Tech Tip for Photographers: Saving your work & power outages
Wednesday, October 28th, 2009It is Autumn once again and Guilderland residents know what that means; random power outages! If you are working on your computer when the daily outage strikes you know how devastating that can be. Lost work, lost time, and maybe computers that are messed up and need repair.
The traditional advice is to save your work regularly. However, if you are working on photographs you may not be aware that periodic saving of JPG files can cause degradation of the images. The reason for this is that image files in the JPG format (Joint Photographers Experimental Group) is a “lossey” format. This means that the data in the file is compressed and some is lost. Generally, you can control the level of compression. Web designers use this feature to adjust the file size and download time of the images they use on their sites.
The problem is that every time you save a JPG file you will degrade it as it is compressed. Depending on the settings the degradation can be very small or quite large. If you are concerned about power outages you will save your file every few minutes. If you do that you will loose data each time. The quality of your image will eventually become quite poor.
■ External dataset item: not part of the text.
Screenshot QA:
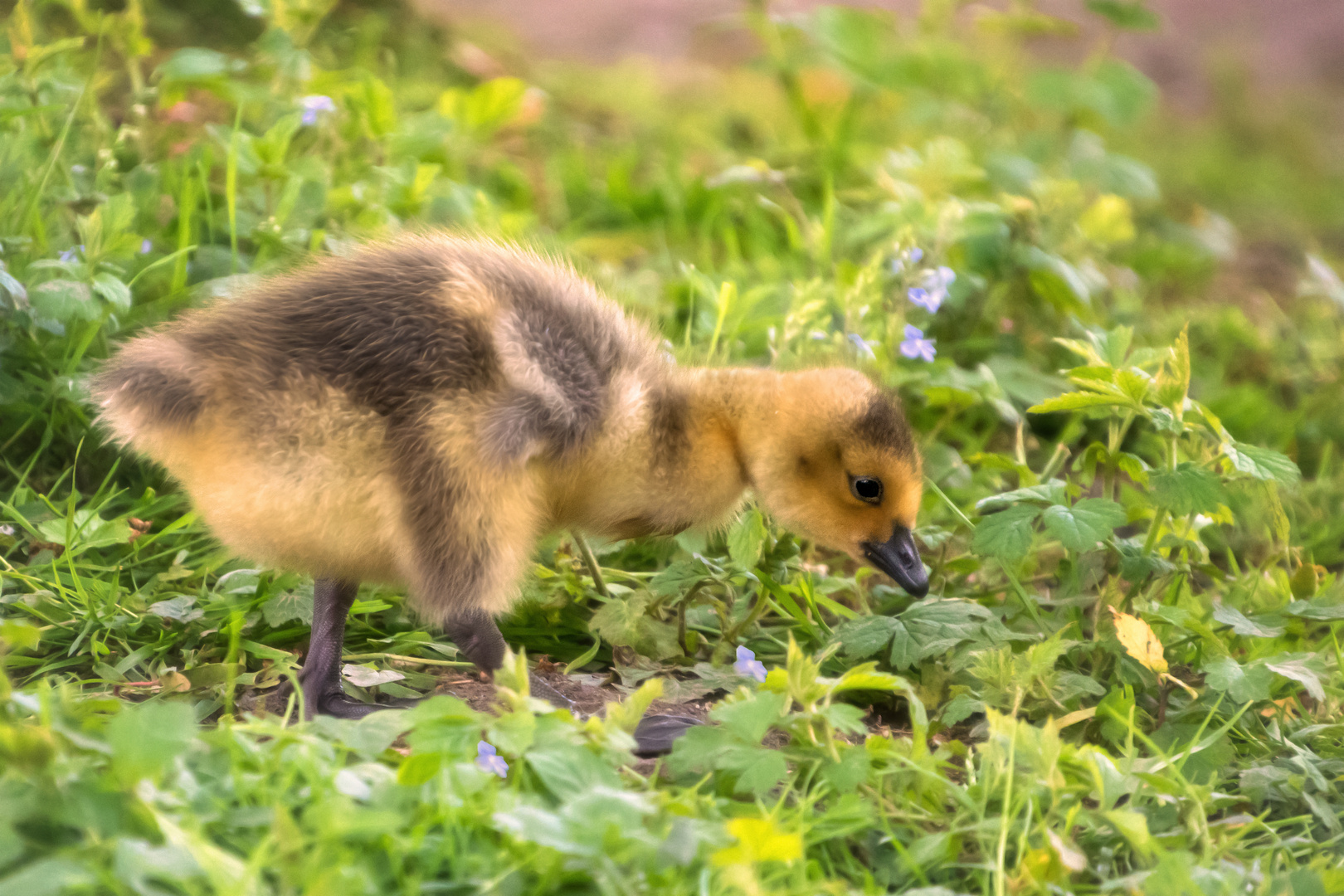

There are several solutions to this problem. One is to avoid saving, but that could mean, for Guilderland residents, the risk of your file going to the great beyond when the power goes out. A better option is to save the file in a lossless format, such as TIF, and then convert it to JPG as the very last step.
PowerPoint users know that the common practice is to open a photo in the program, save it as a Photoshop file (with the filename extension of PSD), do the necessary editing, and then save it at the very end as a JPG file. Many photographers will save the photo as an archive file in PSD format in case they want to further edit it later.